Annual Members of my website receive 10 investment ideas per year, sourced from stocks with liquid trading (> USD 1bn market cap).
Lifetime Members receive an extra 4 opportunities sourced from small- and mid-caps (USD 20m – USD 999m market cap).
The ideal portfolio
Everyone has their own priorities and preferences (as well as limitations) for building a portfolio. If you need some advice to get you started, here is my advice for an effective portfolio structure.
1. Focus on the ideas you are deeply convinced of
Don't spread your portfolio across 20, 50 or 100 different ideas. Back the best ones you can find.
If you invest in companies from different industries and with operations around the globe, you have diversification built in automatically.
Also, it's proven that the best investors have a relatively small number of ideas that they back. The world's most successful investors tend to massively outperform the market on the back of their top ideas and based on relatively lean portfolios.
These investors then monitor their stocks closely, and they are open to making changes if or when required. But they don't hectically switch positions every other week. Instead, they wait for their Big Investment Ideas to play out.
In my view, owning a portfolio of 15-20 different companies is the right decision for most private investors who want to build wealth.
2. Choose a simple but effective trading strategy
When you are convinced of an investment idea, allocate a sum from your overall portfolio and invest a percentage of that amount on day one. I recommend to make it one third, but it could also be one fourth or one fifth, depending on your personal preferences.
If the price of the investment falls 10% or 20% and you haven't changed your original assessment of this investment, use the lower price to invest the next tranche of your money.

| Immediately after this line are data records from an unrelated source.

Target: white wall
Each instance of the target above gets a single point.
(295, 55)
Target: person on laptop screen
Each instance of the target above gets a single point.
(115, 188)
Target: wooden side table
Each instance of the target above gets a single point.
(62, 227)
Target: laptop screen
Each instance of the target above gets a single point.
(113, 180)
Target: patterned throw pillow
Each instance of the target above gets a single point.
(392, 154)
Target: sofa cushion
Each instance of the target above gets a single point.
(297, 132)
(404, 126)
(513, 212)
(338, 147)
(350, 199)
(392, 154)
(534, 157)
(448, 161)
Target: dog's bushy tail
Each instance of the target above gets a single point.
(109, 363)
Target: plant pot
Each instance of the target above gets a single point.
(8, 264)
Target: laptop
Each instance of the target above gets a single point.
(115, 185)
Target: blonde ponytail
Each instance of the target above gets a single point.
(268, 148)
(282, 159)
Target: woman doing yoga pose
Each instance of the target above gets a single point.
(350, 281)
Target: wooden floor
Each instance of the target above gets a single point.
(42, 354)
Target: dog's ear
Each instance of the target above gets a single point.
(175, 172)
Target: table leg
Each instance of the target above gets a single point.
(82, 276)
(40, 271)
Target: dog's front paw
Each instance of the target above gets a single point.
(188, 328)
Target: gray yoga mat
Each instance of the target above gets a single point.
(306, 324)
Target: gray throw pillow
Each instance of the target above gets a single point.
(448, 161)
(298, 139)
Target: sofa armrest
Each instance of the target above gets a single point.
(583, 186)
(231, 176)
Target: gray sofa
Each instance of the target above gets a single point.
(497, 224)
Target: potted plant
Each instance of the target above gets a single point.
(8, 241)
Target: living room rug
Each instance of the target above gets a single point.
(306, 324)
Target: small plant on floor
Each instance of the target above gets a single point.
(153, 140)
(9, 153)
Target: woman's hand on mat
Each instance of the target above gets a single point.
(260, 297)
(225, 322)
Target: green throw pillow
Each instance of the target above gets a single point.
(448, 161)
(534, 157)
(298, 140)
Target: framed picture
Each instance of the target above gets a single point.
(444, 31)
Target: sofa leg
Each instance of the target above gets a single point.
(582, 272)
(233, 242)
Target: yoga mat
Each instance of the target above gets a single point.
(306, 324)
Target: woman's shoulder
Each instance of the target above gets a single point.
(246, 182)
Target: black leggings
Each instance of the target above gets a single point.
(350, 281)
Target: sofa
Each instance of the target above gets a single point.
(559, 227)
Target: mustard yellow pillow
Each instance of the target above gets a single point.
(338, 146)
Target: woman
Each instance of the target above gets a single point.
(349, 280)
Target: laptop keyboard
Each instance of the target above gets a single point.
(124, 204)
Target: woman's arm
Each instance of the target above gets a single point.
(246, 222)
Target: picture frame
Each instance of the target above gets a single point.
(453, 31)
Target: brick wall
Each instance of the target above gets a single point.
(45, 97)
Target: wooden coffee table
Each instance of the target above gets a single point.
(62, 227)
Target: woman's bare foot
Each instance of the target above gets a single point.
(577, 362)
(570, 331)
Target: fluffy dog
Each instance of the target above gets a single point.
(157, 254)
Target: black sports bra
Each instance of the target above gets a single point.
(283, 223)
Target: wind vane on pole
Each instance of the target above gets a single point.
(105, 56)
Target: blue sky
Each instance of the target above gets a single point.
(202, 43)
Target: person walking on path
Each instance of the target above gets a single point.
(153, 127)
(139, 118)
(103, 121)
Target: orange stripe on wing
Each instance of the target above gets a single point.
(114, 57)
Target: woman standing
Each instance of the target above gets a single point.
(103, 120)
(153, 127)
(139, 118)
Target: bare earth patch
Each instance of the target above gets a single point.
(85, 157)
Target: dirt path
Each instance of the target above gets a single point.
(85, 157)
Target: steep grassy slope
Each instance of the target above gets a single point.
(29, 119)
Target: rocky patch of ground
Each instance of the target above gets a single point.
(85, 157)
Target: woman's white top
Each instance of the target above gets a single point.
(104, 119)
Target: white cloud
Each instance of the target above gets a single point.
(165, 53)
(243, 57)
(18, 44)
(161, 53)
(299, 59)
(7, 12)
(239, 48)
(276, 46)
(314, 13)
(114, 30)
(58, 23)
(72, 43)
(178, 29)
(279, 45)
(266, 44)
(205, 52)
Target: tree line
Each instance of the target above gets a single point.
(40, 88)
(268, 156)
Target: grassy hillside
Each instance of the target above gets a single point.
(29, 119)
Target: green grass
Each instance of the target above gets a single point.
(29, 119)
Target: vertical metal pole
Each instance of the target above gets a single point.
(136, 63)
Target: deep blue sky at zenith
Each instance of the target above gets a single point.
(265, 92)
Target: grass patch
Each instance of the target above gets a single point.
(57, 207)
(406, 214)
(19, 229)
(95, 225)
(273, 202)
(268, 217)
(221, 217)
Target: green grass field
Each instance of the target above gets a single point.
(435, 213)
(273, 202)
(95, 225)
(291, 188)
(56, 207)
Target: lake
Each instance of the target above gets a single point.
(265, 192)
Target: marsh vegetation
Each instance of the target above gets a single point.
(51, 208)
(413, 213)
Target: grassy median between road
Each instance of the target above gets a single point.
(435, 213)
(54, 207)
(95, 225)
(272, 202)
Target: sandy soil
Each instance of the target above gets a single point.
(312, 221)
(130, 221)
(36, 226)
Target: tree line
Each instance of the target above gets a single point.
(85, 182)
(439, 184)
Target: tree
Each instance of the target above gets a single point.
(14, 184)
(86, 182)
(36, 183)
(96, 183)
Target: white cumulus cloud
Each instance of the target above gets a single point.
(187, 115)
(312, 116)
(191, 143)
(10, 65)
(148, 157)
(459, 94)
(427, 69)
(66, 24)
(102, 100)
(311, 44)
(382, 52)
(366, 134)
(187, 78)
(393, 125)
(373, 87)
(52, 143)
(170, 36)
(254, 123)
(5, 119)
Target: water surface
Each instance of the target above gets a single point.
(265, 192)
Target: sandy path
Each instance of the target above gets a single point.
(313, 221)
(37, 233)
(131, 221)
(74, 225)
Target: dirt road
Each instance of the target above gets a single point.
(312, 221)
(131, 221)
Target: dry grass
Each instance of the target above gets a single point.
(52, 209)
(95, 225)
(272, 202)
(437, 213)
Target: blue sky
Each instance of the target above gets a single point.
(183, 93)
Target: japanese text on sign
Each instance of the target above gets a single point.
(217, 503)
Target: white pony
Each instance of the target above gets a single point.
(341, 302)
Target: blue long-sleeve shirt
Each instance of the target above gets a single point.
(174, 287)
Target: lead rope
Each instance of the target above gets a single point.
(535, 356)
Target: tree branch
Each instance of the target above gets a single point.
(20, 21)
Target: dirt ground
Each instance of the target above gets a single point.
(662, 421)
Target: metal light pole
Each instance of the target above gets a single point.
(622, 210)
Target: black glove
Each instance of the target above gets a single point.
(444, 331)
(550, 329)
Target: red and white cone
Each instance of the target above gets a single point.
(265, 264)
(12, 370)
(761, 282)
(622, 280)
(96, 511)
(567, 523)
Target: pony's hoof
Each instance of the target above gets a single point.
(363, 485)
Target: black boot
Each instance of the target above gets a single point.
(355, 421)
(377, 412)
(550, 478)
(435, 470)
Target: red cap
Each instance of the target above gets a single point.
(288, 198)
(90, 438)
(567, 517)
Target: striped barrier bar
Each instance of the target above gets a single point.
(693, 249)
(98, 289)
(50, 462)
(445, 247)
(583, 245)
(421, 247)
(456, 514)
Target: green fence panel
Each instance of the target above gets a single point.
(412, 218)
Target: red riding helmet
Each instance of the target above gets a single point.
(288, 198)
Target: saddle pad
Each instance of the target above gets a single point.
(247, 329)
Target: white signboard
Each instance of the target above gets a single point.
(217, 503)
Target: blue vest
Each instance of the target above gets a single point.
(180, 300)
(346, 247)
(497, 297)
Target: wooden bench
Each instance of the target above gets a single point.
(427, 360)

Stick to this strategy, which is called "cost averaging" (or, if you prefer a more visual description, "Don't shoot all your bullets at one time").
You have to be very disciplined:
- If, in the short-term, a stock price moves against you, then doing nothing is not an option. Once the threshold is met, you HAVE to buy the next tranche.
- The only other option for you should be to sell your entire position if you have changed your overall assessment of the investment.
- Keep your strategy as simple as that, because by keeping it simple you can actually stick to it.
3. Don't sell your winners too early
Even the best investors in the world only make money on about half of their trades. What has made them successful, wealthy investors was their ability to let their winners run.
Which ties into the previous point. If you get a short-term market movement wrong (which we all do all too often), invest more money at a lower price. Then wait for your idea to eventually work out but with you owning an even larger, cheaper stake in the company!
Taking early, quick profits is very tempting. Statistics show that the vast majority of investors takes profits too early because they feel good about it and enjoy the adrenalin rush of "having made money". If you fall into the same trap, you'll learn the hard way that those small profits never compensate for the inevitable losses suffered from other investments. Plus, they will prevent you from ever winning big over the long term.
Would you like to read more about this?
The above investment strategy is beautifully described in "The Art of Execution – How the world's best investors get it wrong and still make millions in the markets" by Lee Freemen-Shor.
I can't recommend this book highly enough. It describes this strategy with much more statistical evidence and practical information than I can do in this short overview.